I am trying to pin down my lack of understanding in the following case, I know it must be something easy I am missing, so any pointers would be really appreciated.
I have a (finite) Galois field extension $K / F$. I also have another (finite) Galois extension $L / F$. I want to show that if $K \neq L$, then there is some non identity element in the Galois group of $L / F$ that acts trivially on $K$ (obviously assuming that $K,L$ are both contained in some field, and taking a lift of the automorphism to this field).
It seems straight forward, I want to say that we take some element $a \in L$ that is not in $K \cap L$. $L$ is Galois over $K \cap L$, so taking the min poly of $a$ over $K\cap L$ all the conjugates of $a$ are in $K$, but not in $L$. Take an element $\sigma$ of the Galois group of $L / L \cap K$ that acts on $a$, then this is non-trivial on $L$, but trivial on $K$. The nagging doubt I have is how to justify that it is trivial on $K$, i.e. does a lift of $\sigma$ necessarily fix $K$?
Another way of phrasing this (using the notation above) is to consider the compositum $KL$, as both $K$ and $L$ are Galois over $F$ then the Galois group of $KL / F$ is the direct product $Gal(K / (K \cap L) \times Gal(L / (K \cap L))$. This implies that we can take $(id, \tau)$ for any non-trivial $\tau \in Gal(L / (K \cap L))$ and this element satisfies the condition of acting non-trivially on $L$, and as the identity on $K$.
The second argument seems sound, but from the first argument I am worried that I am missing some basic understanding that may come back to bite me. I would appreciate any suggestions as to what I am missing.
Thanks in advance
$\newcommand{\QQ}{\mathbb{Q}}$ Your confusion stems from the fact that your $\sigma$ is an automorphism of $L$, and if $K$ is not a subfield of $L$, then you can't ask if $\sigma$ fixes $K$. If you instead consider a lift of $\sigma$ to an automorphism of say $KL$, then the answer may be yes or no, depending on your choice of lift. As you say in your "second argument", taking any nontrivial $\tau\in\text{Gal}(L/L\cap K)$, the automorphism $(\text{id},\tau)$ is a lift of $\tau$ that fixes all of $K$. However, if $\rho$ is any automorphism of $K/L\cap K$, then $(\rho,\tau)$ is also a lift of $\tau$, which does not fix all of $K$.

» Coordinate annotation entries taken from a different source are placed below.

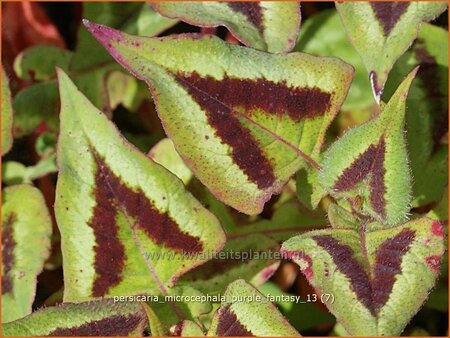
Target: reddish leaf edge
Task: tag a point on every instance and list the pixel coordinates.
(292, 42)
(60, 73)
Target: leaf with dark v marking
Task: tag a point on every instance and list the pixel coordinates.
(243, 121)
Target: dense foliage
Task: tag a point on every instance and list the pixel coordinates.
(286, 172)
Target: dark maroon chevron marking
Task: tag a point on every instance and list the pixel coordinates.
(370, 161)
(219, 98)
(109, 250)
(111, 326)
(388, 259)
(377, 187)
(252, 11)
(357, 171)
(8, 244)
(229, 325)
(113, 196)
(388, 13)
(429, 73)
(342, 256)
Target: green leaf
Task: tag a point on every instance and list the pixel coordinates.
(92, 69)
(369, 164)
(265, 25)
(247, 312)
(253, 258)
(243, 121)
(324, 35)
(427, 114)
(16, 173)
(137, 228)
(187, 328)
(303, 315)
(183, 303)
(165, 154)
(25, 221)
(7, 115)
(440, 212)
(288, 220)
(38, 63)
(382, 31)
(378, 278)
(101, 318)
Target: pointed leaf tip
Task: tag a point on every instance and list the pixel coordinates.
(244, 121)
(118, 207)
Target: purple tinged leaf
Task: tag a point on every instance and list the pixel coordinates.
(257, 130)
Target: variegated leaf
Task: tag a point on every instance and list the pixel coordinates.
(379, 277)
(368, 165)
(427, 114)
(127, 224)
(265, 25)
(165, 154)
(382, 31)
(187, 328)
(7, 115)
(98, 319)
(247, 312)
(244, 121)
(26, 230)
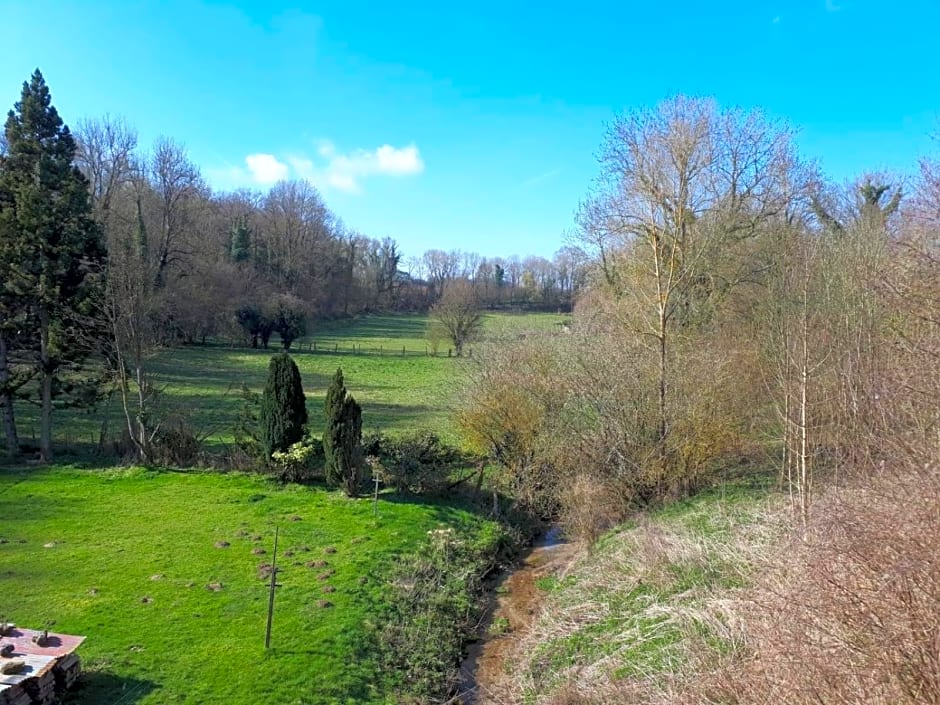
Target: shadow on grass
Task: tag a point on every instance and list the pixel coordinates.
(104, 688)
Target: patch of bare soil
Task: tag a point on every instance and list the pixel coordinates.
(517, 602)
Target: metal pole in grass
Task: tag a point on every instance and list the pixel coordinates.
(375, 497)
(267, 633)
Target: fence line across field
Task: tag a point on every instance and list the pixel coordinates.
(347, 348)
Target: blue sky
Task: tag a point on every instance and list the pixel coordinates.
(473, 125)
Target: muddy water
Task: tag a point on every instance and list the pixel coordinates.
(515, 602)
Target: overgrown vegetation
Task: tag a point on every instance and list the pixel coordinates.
(742, 315)
(436, 602)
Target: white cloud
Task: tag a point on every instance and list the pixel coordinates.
(266, 169)
(345, 172)
(329, 168)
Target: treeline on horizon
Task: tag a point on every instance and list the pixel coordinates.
(743, 314)
(215, 259)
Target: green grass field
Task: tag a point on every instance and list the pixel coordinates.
(398, 392)
(126, 556)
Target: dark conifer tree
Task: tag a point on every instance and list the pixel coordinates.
(51, 249)
(342, 439)
(283, 406)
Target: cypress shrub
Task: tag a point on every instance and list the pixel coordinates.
(283, 407)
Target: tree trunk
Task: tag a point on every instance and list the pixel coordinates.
(6, 403)
(45, 363)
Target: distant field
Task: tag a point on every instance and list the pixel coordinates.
(129, 557)
(398, 392)
(125, 557)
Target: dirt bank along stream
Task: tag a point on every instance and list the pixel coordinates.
(515, 602)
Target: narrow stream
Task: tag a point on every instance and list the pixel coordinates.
(515, 601)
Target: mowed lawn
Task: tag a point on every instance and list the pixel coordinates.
(137, 561)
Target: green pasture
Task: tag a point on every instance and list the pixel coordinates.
(137, 561)
(399, 391)
(162, 570)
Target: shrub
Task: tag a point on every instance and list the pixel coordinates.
(419, 462)
(302, 462)
(176, 444)
(283, 411)
(436, 603)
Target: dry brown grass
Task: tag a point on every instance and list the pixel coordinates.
(851, 612)
(629, 617)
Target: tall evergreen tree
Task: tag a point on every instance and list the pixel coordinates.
(342, 439)
(51, 249)
(283, 406)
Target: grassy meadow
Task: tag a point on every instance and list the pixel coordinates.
(201, 383)
(163, 570)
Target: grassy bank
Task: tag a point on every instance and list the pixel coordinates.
(163, 573)
(628, 618)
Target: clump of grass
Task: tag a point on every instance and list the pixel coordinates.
(632, 614)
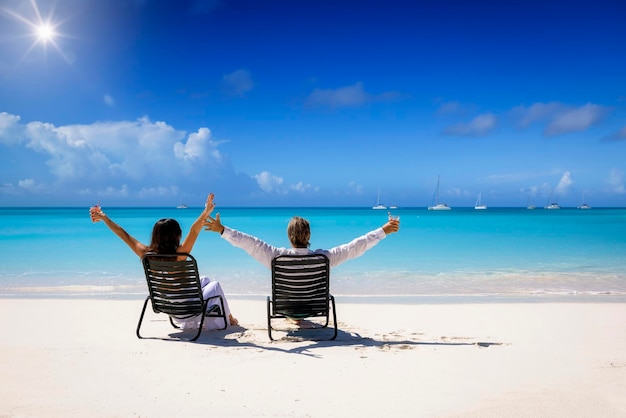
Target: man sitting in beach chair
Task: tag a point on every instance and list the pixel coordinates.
(299, 233)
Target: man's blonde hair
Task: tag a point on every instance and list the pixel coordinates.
(299, 232)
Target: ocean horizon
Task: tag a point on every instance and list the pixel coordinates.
(458, 255)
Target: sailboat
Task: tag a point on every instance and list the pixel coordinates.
(438, 205)
(584, 205)
(552, 204)
(379, 205)
(479, 205)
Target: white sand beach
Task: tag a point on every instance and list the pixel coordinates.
(81, 358)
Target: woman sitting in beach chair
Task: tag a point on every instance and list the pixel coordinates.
(166, 236)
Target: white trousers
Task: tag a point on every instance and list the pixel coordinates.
(209, 289)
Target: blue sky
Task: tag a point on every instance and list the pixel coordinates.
(312, 103)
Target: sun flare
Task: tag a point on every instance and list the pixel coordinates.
(45, 33)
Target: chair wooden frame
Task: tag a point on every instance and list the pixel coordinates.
(174, 289)
(301, 289)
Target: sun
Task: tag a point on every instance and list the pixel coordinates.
(43, 30)
(45, 33)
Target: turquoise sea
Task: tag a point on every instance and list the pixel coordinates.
(500, 253)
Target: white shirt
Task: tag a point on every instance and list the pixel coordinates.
(264, 253)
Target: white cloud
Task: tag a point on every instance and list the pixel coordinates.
(268, 182)
(564, 184)
(9, 128)
(616, 181)
(617, 136)
(347, 96)
(199, 147)
(300, 187)
(237, 83)
(108, 100)
(558, 117)
(120, 159)
(535, 113)
(576, 120)
(479, 126)
(28, 184)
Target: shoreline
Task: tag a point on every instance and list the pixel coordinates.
(365, 299)
(80, 357)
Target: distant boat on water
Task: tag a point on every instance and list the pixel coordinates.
(552, 204)
(584, 205)
(479, 205)
(378, 205)
(438, 205)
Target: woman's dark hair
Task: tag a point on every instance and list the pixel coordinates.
(166, 235)
(299, 232)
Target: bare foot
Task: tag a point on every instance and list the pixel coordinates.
(293, 321)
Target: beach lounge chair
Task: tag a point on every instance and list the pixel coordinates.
(175, 290)
(300, 289)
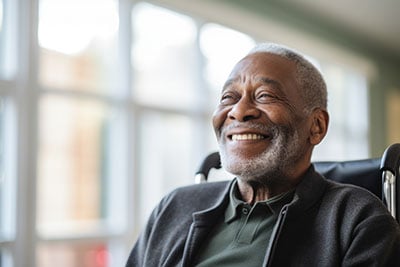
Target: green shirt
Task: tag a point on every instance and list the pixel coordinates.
(242, 236)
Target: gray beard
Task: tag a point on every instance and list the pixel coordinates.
(271, 165)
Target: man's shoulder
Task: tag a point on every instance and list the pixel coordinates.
(197, 195)
(353, 198)
(203, 189)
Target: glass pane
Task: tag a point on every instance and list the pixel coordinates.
(7, 39)
(222, 48)
(5, 258)
(78, 44)
(165, 157)
(7, 171)
(77, 255)
(347, 137)
(163, 57)
(80, 147)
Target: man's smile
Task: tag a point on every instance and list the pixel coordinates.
(246, 136)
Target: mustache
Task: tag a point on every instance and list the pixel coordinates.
(271, 129)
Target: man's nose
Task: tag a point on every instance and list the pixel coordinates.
(244, 110)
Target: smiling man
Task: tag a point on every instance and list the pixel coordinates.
(277, 211)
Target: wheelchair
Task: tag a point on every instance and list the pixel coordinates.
(379, 176)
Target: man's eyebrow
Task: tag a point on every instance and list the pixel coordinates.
(228, 83)
(269, 81)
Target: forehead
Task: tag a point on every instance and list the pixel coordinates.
(265, 64)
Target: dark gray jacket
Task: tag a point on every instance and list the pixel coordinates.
(326, 224)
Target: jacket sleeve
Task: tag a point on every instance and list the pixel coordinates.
(375, 242)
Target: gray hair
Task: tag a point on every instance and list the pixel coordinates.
(308, 76)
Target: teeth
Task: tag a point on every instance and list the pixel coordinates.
(247, 137)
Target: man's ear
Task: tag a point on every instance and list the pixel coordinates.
(319, 125)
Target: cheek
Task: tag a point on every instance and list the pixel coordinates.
(219, 118)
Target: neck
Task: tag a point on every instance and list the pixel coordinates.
(252, 192)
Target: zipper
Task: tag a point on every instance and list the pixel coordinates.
(274, 237)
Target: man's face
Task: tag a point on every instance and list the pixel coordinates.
(260, 123)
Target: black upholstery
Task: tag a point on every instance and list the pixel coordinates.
(364, 173)
(369, 173)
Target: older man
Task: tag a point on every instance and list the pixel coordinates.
(277, 211)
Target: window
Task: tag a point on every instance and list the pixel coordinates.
(108, 110)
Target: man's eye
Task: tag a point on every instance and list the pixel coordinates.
(227, 99)
(265, 97)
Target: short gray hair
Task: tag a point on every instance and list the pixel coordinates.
(308, 76)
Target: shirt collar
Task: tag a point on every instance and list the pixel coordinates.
(274, 204)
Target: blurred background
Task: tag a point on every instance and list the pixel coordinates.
(105, 106)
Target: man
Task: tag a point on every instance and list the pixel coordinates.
(278, 211)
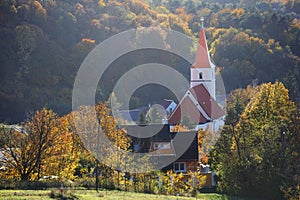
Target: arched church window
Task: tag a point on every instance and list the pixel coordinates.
(200, 75)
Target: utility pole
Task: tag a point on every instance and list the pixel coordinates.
(97, 156)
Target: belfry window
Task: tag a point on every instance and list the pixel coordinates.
(200, 75)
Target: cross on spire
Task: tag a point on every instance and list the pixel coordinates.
(202, 22)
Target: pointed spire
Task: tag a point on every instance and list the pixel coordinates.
(202, 59)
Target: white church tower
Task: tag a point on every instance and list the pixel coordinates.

Edit: For example, consider $F = \QQ, K = \QQ(\sqrt{2},\sqrt{3})$, $L = \QQ(\sqrt{2},\sqrt{5})$, then any automorphism of $KL = \QQ(\sqrt{2},\sqrt{3},\sqrt{5})$ is determined by how it acts on each of the three generators. For each one it can either fix it, or negate it, so you can easily see that the structure of the galois group of $KL/F$ is just $(\mathbb{Z}/2\mathbb{Z})^3$
In this situation $K\cap L = \QQ(\sqrt{2})$. You can consider the automorphism of $L$ sending $\sqrt{2}\mapsto\sqrt{2}, \sqrt{5}\mapsto-\sqrt{5}$. Lifting this to an automorphism of $KL$ is the same as choosing whether to send $\sqrt{3}$ to $\sqrt{3}$ or to $-\sqrt{3}$. This of course affects whether the lift acts trivially on $K$.